Mamadou Biteye : Plus de 39 entreprises mondiales et sud-africaines souhaitent rejoindre la coalition, une vingtaine l’a déjà fait (dont deux Françaises, Teleperformance et EOA France) (1). L’association BSR sert de secrétariat à la coalition, elle coordonne les échanges et développe des instruments. BSR permet de promouvoir ces pratiques au niveau mondial, alors que la fondation se concentre sur l’Afrique où le problème est plus fort. Il s’agit d’une pratique naissante, les entreprises n’ont pas toujours conscience. Certaines entreprises, comme Orange, en font déjà mais n’en ont pas toujours conscience ou ne l’appellent pas de la même manière. Il faut amener les entreprises à apprendre les unes des autres, développer des outils, des indicateurs. C’est quelque chose que les entreprises peuvent faire partout, même dans leur propre pays.

La place des politiques et des incitations est importante dans cette phase. Cela connaît déjà un beau succès en Afrique du Sud. La législation post-apartheid sur la discrimination positive permet de faire avancer l’impact sourcing. Aux États-Unis, on se sert de l’impact sourcing pour redynamiser l’emploi dans des États où le taux de chômage est fort comme le Michigan. Cela pourrait créer des opportunités en Europe, où le taux de natalité est en chute, ainsi que la main d’œuvre.

Nous verrons dans les trois prochaines années une croissance rapide. Mais quelque chose ne fonctionne pas, il faut diversifier les recrutements. Cette démarche est aussi en phase avec l’ambition d’éradiquer la pauvreté avec les ODD (objectifs de développement durable), notamment l’objectif n°8 sur le travail décent.

 

"Une démarche qui se prête bien au secteur du service"

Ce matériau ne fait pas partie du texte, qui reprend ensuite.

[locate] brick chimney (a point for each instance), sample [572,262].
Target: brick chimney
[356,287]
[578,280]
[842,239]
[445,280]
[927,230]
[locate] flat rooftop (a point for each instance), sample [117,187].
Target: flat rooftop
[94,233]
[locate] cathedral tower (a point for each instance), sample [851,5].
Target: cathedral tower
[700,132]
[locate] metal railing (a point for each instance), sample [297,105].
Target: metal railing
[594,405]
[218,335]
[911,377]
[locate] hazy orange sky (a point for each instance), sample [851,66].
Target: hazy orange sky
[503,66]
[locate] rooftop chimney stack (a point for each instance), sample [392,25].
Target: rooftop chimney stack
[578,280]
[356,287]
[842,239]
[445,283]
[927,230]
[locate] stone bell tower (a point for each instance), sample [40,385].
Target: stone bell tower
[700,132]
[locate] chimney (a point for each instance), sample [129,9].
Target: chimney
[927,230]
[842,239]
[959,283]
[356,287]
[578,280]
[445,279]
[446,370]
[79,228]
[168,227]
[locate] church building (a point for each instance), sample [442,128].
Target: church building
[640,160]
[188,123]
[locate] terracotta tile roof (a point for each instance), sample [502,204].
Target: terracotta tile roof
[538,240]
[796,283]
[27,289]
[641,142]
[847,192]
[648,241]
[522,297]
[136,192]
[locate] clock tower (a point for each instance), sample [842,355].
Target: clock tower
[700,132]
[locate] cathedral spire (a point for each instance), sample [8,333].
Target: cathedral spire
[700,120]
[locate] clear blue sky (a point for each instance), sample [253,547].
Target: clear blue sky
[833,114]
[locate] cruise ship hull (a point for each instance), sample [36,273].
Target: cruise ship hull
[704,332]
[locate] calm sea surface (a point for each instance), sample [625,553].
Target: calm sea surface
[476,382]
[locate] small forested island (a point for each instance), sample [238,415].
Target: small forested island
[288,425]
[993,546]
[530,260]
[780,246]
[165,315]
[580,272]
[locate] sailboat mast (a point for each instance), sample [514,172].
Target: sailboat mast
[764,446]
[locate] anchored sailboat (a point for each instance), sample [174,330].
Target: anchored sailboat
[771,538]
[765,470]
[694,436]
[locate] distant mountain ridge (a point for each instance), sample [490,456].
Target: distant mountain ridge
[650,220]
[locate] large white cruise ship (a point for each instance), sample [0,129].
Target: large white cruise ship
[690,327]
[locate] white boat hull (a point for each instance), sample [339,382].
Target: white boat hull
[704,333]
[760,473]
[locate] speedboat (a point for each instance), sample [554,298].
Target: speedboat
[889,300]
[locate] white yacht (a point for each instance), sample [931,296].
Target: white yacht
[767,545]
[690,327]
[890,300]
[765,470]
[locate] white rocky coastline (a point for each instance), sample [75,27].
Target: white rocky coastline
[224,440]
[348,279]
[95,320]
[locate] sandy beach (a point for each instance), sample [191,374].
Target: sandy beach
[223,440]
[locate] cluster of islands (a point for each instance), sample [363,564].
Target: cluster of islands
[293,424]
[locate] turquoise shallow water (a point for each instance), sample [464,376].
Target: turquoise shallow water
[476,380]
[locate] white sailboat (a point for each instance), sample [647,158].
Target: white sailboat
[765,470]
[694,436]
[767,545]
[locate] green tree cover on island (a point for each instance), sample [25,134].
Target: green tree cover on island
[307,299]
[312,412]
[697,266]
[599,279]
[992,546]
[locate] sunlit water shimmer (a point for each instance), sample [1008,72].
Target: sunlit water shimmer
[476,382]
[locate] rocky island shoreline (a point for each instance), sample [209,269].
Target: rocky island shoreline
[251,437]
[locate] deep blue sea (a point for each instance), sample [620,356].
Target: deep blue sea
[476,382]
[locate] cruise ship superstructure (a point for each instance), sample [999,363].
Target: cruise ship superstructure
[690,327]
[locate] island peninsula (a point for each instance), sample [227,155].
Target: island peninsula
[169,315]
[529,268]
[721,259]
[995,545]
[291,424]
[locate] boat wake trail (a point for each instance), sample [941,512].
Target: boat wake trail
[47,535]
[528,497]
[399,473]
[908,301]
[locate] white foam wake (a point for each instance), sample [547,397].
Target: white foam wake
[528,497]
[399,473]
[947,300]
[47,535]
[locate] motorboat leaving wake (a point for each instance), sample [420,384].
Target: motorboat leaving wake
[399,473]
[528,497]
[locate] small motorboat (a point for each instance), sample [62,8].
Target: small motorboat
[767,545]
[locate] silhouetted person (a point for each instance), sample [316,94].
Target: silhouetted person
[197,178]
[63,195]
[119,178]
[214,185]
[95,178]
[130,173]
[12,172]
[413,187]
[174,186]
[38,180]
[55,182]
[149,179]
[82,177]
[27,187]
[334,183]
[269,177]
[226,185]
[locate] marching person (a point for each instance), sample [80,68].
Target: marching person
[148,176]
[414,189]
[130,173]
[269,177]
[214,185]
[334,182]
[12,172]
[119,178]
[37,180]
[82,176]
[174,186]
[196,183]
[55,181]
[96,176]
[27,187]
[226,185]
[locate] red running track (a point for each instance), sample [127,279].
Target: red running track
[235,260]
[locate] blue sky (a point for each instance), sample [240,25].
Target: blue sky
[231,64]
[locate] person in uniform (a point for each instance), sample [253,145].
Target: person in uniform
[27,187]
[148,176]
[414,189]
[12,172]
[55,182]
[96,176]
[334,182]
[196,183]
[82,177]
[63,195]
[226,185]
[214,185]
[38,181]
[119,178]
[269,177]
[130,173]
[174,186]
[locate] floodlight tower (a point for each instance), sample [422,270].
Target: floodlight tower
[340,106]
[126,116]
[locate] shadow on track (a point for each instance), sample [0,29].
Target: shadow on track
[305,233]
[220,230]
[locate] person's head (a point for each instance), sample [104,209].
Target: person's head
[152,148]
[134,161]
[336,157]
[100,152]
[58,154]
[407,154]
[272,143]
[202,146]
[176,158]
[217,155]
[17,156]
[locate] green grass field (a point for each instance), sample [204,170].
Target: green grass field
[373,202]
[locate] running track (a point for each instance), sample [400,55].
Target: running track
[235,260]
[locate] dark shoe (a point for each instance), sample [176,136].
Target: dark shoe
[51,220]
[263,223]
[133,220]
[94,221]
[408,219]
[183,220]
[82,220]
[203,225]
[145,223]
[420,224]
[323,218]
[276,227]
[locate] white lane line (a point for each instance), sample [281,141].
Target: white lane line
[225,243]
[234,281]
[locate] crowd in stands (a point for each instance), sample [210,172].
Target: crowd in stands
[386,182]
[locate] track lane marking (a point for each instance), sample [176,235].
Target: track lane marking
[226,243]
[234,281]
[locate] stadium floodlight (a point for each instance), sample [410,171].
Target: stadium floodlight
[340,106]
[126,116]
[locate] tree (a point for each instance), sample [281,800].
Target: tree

"L’impact sourcing se prête bien au secteur du service qui pratique beaucoup l’externalisation à l’image des banques, des opérateurs téléphoniques qui ont des centrales d’appels, de comptabilité ou d’informatique", explique à AEF Peder Michael Pruzan-Jorgensen, vice-président de BSR. "Du côté des acheteurs, il y a un manque de conscience. Pourquoi investiraient-ils dans quelqu’un qui est sans emploi. Il faut travailler avec eux sur les offres et contrats, dans lesquels certains critères, qui ne sont pas forcément nécessaires, excluent une partie des travailleurs. Quant aux fournisseurs de service, il faut les aider à standardiser leur manière de recruter et de former les employés. L’idéal est d’avoir un système avec des intermédiaires qui fournissent une formation de 6 semaines pour donner les compétences fondamentales aux futurs employés afin qu’ils soient capables de prendre l’emploi et de le garder."

 

(1) Parmi les membres fondateurs : Aegis, Alorica, Arvato, Digital Divide Data, Datamotivate, EXL, Merchants, Nielson, Samasource, Sutherland, Global Services, Tech Mahindra, Teleperformance, Techno Brain Group, Vodacom, Webhelp South Africa, Associate members Avasant Foundation, Harambee Youth Employment Accelerator, IAOP, et Maharishi Institute.